Cassie started to get up. I grabbed a branch with my one hand, then dug one of my feet into the side of the tree. I raised the other leg so that Cassie could use it to get out of the tree more easily. Humans supposedly came from tree-dwelling animals. I do not believe this. They are too awkward in trees to have once lived in them. "Keep writing," Cassie urged me. "Keep putting your thoughts on paper. I want you to have this." She reached behind herself, getting the pouch she carried on her back. She pulled out a smaller pouch. "It's waterproof," she said. "Don't open this until I leave," she told me. She smiled. "Someday," she said, "you'll be able to share your thoughts with other humans, Pai Bevar. And when you do, you'll have written so many of them, you can have your very own book."
I thought about that as I took the odd pouch from her. I smiled back. "I would like that."
"So would I," she assured me. She began walking away. Just as she had whenever we worked on writing, she had come here in her normal, human form, in order to carry the pad of paper.
"But Cassie!" I called after her. She turned around. "What should I call my book?"
"Wait until you write it," she suggested. "Then you'll know."
When I could no longer see her, I opened the pouch. I was careful not to rip it. I opened it by balancing on one leg, then balancing the pouch on the other and using my fingers to open it.
Inside was a book. It was brown like tree bark. On the front, it said "Journal". But, when I opened it, the pages were blank. There was no writing on them.
There was something else in the pouch. I put the odd, empty book under the small stub that remains of my right arm, and reached into the pouch again. The other thing was a box made of cardboard.

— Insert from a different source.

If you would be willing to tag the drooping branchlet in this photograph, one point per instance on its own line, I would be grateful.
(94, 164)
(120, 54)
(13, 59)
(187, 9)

When I opened the box by carefully pulling the top open with my teeth, I saw that it was filled with pens. Blue pens, which I liked better than black.
I smiled a closed-mouth smile, the type of smile I prefer. A blank book and pens.
A normal Hork-Bajir would not have understood, but I am different from normal Hork-Bajir.
I put the blank book and the pens back into the pouch. I closed the pouch. I smiled to myself again. "Journal," I said. "Yes, that is a good name."